The Kid Whisperer Podcast Featuring Scott Ervin and Pat Kiely: Episode 26
Topics in this episode include:
I am an elementary school teacher currently on maternity leave for this school year, after a very difficult year last year. When I found your website a couple of months ago, I felt like it had all the answers and structure I’ve been looking for and needing! In my pockets of time, I’ve been reading your book and making a plan for next school year. I feel extremely hopeful and eager to implement everything, but I do have two questions:
What do I do when a student is being distracting (banging on a desk, walking around the room during a lesson, etc) and I’ve given the DLO prompt? Do I let the student keep doing that and wait for the DLO to provide that consequence, which will hopefully help in the future?
My second question is: What if the student completely refuses to participate in the DLO? I don’t just mean he just sits there until he eventually starts doing it, but runs out of the room and out to recess, or something along those lines?
My question has to do with delayed learning opportunities. What do you do if a student completely rips down a bulletin board in the hallway of a school, leaving overturned chairs and pieces of ripped paper from the bulletin board on the floor and refuses to clean it up? The student was told by his teacher that he could go to recess once he cleaned it up. He replied with, “You can’t make me!” and proceeded to run out and play with his friends at recess anyway. Our administration supported him going to recess saying that he needed to “let off steam." How should this be handled?

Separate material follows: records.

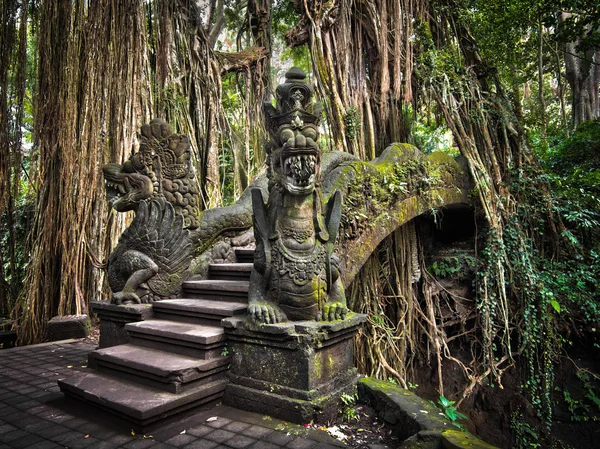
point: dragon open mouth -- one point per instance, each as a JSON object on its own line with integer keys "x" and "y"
{"x": 125, "y": 190}
{"x": 114, "y": 191}
{"x": 300, "y": 170}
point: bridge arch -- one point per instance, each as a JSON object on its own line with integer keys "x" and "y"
{"x": 381, "y": 195}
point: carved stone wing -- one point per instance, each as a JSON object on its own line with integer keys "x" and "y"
{"x": 158, "y": 232}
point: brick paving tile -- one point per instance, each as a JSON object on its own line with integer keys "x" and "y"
{"x": 67, "y": 437}
{"x": 45, "y": 445}
{"x": 257, "y": 432}
{"x": 38, "y": 426}
{"x": 264, "y": 445}
{"x": 11, "y": 436}
{"x": 161, "y": 445}
{"x": 279, "y": 438}
{"x": 5, "y": 428}
{"x": 27, "y": 442}
{"x": 200, "y": 431}
{"x": 81, "y": 443}
{"x": 27, "y": 405}
{"x": 13, "y": 400}
{"x": 218, "y": 423}
{"x": 202, "y": 444}
{"x": 220, "y": 435}
{"x": 75, "y": 423}
{"x": 16, "y": 416}
{"x": 105, "y": 445}
{"x": 180, "y": 440}
{"x": 240, "y": 442}
{"x": 26, "y": 389}
{"x": 26, "y": 422}
{"x": 300, "y": 443}
{"x": 140, "y": 444}
{"x": 51, "y": 432}
{"x": 237, "y": 426}
{"x": 119, "y": 438}
{"x": 325, "y": 446}
{"x": 39, "y": 409}
{"x": 7, "y": 395}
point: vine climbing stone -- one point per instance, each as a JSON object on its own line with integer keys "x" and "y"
{"x": 296, "y": 271}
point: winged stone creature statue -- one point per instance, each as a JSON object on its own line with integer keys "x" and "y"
{"x": 152, "y": 256}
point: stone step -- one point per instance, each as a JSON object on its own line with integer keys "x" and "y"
{"x": 198, "y": 311}
{"x": 230, "y": 271}
{"x": 163, "y": 370}
{"x": 139, "y": 404}
{"x": 220, "y": 290}
{"x": 244, "y": 255}
{"x": 193, "y": 340}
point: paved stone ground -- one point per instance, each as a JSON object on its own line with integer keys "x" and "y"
{"x": 35, "y": 414}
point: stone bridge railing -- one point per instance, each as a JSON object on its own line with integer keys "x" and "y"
{"x": 381, "y": 195}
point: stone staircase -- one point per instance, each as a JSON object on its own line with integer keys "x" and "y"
{"x": 175, "y": 361}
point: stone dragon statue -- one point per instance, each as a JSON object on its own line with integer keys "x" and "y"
{"x": 296, "y": 272}
{"x": 170, "y": 237}
{"x": 297, "y": 213}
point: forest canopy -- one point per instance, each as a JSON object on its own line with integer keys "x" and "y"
{"x": 512, "y": 86}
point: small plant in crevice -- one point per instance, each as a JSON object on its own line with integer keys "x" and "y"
{"x": 349, "y": 412}
{"x": 525, "y": 435}
{"x": 352, "y": 123}
{"x": 450, "y": 411}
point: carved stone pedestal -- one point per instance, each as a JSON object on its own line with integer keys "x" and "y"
{"x": 295, "y": 371}
{"x": 113, "y": 319}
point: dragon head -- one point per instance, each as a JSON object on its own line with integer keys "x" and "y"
{"x": 125, "y": 187}
{"x": 160, "y": 169}
{"x": 294, "y": 154}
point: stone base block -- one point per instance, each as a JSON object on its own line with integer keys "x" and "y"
{"x": 294, "y": 371}
{"x": 68, "y": 326}
{"x": 113, "y": 319}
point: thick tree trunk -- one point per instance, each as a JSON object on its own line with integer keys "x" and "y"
{"x": 93, "y": 96}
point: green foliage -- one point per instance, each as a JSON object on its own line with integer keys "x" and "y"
{"x": 352, "y": 122}
{"x": 430, "y": 138}
{"x": 456, "y": 266}
{"x": 451, "y": 412}
{"x": 349, "y": 412}
{"x": 526, "y": 436}
{"x": 587, "y": 407}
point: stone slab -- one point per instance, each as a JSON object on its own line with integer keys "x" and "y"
{"x": 193, "y": 340}
{"x": 217, "y": 285}
{"x": 416, "y": 421}
{"x": 113, "y": 319}
{"x": 230, "y": 271}
{"x": 201, "y": 311}
{"x": 222, "y": 290}
{"x": 244, "y": 255}
{"x": 200, "y": 334}
{"x": 159, "y": 364}
{"x": 136, "y": 403}
{"x": 294, "y": 371}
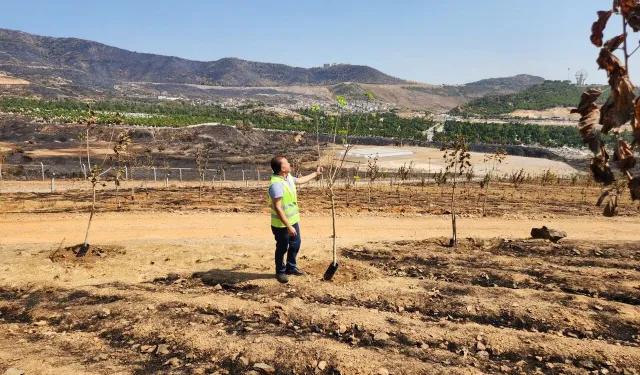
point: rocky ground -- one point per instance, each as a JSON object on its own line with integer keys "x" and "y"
{"x": 188, "y": 287}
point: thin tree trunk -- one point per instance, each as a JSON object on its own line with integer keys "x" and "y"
{"x": 333, "y": 222}
{"x": 453, "y": 214}
{"x": 88, "y": 154}
{"x": 484, "y": 203}
{"x": 117, "y": 196}
{"x": 93, "y": 208}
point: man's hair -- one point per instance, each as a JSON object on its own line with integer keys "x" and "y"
{"x": 276, "y": 164}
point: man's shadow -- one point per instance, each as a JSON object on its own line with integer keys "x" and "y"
{"x": 229, "y": 277}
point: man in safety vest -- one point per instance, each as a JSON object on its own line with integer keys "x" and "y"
{"x": 283, "y": 200}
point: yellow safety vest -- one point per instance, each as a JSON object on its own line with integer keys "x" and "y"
{"x": 289, "y": 202}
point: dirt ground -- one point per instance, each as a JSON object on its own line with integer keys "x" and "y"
{"x": 178, "y": 284}
{"x": 430, "y": 159}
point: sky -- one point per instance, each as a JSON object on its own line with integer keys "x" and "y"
{"x": 450, "y": 42}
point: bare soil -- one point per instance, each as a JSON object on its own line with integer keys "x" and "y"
{"x": 182, "y": 286}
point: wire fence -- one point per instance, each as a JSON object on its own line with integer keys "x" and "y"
{"x": 169, "y": 176}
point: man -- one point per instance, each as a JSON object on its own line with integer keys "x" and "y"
{"x": 283, "y": 200}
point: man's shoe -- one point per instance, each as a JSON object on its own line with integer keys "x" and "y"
{"x": 296, "y": 272}
{"x": 282, "y": 277}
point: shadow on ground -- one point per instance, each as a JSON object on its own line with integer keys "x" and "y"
{"x": 231, "y": 276}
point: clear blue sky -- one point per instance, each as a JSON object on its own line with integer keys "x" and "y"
{"x": 429, "y": 41}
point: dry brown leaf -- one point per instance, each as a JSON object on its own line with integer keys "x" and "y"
{"x": 610, "y": 209}
{"x": 634, "y": 188}
{"x": 631, "y": 12}
{"x": 590, "y": 116}
{"x": 587, "y": 98}
{"x": 619, "y": 108}
{"x": 615, "y": 42}
{"x": 608, "y": 61}
{"x": 598, "y": 27}
{"x": 602, "y": 197}
{"x": 601, "y": 171}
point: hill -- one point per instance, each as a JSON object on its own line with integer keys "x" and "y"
{"x": 82, "y": 62}
{"x": 490, "y": 86}
{"x": 549, "y": 94}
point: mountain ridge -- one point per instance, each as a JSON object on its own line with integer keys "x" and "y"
{"x": 73, "y": 57}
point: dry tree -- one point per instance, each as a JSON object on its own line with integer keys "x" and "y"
{"x": 457, "y": 159}
{"x": 492, "y": 163}
{"x": 202, "y": 161}
{"x": 373, "y": 172}
{"x": 404, "y": 173}
{"x": 335, "y": 168}
{"x": 119, "y": 150}
{"x": 620, "y": 108}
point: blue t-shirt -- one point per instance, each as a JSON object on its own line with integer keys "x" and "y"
{"x": 277, "y": 190}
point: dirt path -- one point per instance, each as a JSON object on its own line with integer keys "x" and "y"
{"x": 194, "y": 293}
{"x": 124, "y": 227}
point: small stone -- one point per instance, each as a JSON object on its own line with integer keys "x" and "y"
{"x": 548, "y": 234}
{"x": 381, "y": 336}
{"x": 104, "y": 313}
{"x": 173, "y": 362}
{"x": 322, "y": 365}
{"x": 264, "y": 367}
{"x": 163, "y": 349}
{"x": 588, "y": 364}
{"x": 147, "y": 348}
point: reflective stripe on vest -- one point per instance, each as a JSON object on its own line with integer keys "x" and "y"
{"x": 289, "y": 202}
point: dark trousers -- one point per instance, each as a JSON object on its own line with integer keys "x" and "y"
{"x": 285, "y": 244}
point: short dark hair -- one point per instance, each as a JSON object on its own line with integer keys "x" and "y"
{"x": 276, "y": 164}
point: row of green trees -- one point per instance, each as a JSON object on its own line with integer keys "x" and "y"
{"x": 516, "y": 134}
{"x": 180, "y": 114}
{"x": 546, "y": 95}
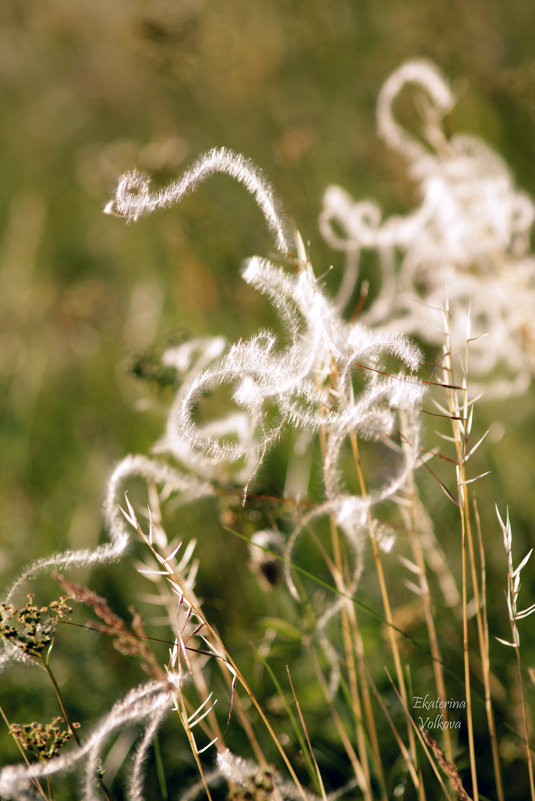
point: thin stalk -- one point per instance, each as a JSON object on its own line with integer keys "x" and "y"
{"x": 388, "y": 610}
{"x": 460, "y": 437}
{"x": 183, "y": 591}
{"x": 429, "y": 619}
{"x": 35, "y": 782}
{"x": 485, "y": 657}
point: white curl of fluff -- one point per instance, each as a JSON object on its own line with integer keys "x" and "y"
{"x": 303, "y": 378}
{"x": 171, "y": 480}
{"x": 466, "y": 244}
{"x": 134, "y": 199}
{"x": 145, "y": 704}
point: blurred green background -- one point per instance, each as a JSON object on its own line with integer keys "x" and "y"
{"x": 89, "y": 88}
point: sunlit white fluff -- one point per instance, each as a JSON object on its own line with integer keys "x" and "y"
{"x": 467, "y": 242}
{"x": 145, "y": 704}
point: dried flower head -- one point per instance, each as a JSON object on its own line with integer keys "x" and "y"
{"x": 466, "y": 244}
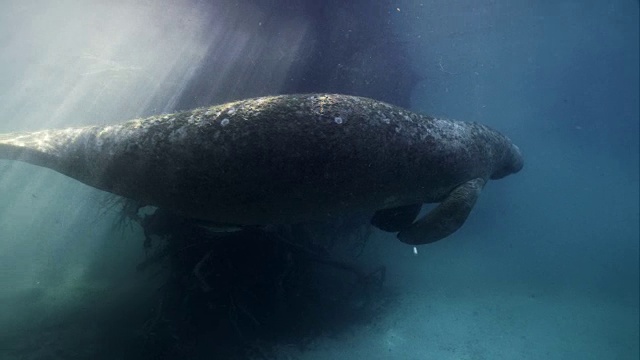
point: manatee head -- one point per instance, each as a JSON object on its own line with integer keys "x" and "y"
{"x": 509, "y": 163}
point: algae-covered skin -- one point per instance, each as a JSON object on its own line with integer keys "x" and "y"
{"x": 276, "y": 160}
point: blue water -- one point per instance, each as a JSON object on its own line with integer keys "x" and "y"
{"x": 547, "y": 265}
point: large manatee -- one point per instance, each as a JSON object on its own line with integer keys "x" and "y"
{"x": 286, "y": 159}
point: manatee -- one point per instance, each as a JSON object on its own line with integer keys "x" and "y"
{"x": 284, "y": 160}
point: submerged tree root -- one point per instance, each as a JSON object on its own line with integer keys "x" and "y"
{"x": 233, "y": 294}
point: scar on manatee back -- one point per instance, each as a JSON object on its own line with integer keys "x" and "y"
{"x": 286, "y": 159}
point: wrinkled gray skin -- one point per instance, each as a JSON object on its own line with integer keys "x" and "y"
{"x": 286, "y": 159}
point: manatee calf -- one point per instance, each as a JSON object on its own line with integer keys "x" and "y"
{"x": 286, "y": 159}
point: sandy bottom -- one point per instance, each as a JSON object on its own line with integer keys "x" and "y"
{"x": 491, "y": 325}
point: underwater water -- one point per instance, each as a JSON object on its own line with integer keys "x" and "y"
{"x": 545, "y": 267}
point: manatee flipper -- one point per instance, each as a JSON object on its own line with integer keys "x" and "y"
{"x": 447, "y": 217}
{"x": 395, "y": 219}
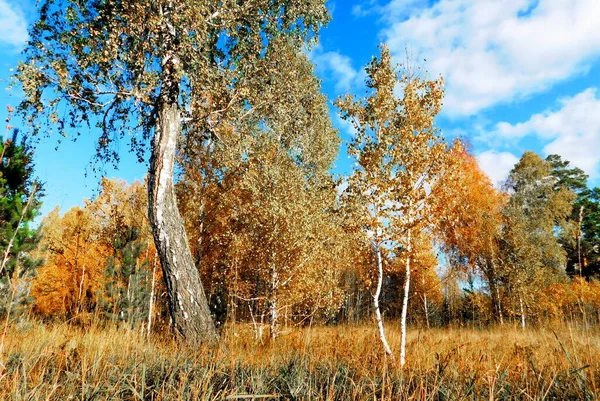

(PS - He ended up cleaning it up after recess, but was able to skip out on instructional time. To me that reinforced his behavior because not only did he get to go to recess, but he also got to miss class to clean it up.)I live in a neighborhood with a lot of families, and we often end up with other people's children playing at our house. Having all of these playmates is great for my eight-year-old daughter, but not so great for me, because I end up parenting everybody else's kids. Is it appropriate for me to use the same behavior strategies on other people's kids that I use on my own kid? How can I keep a calm house during these playdates without offending their parents?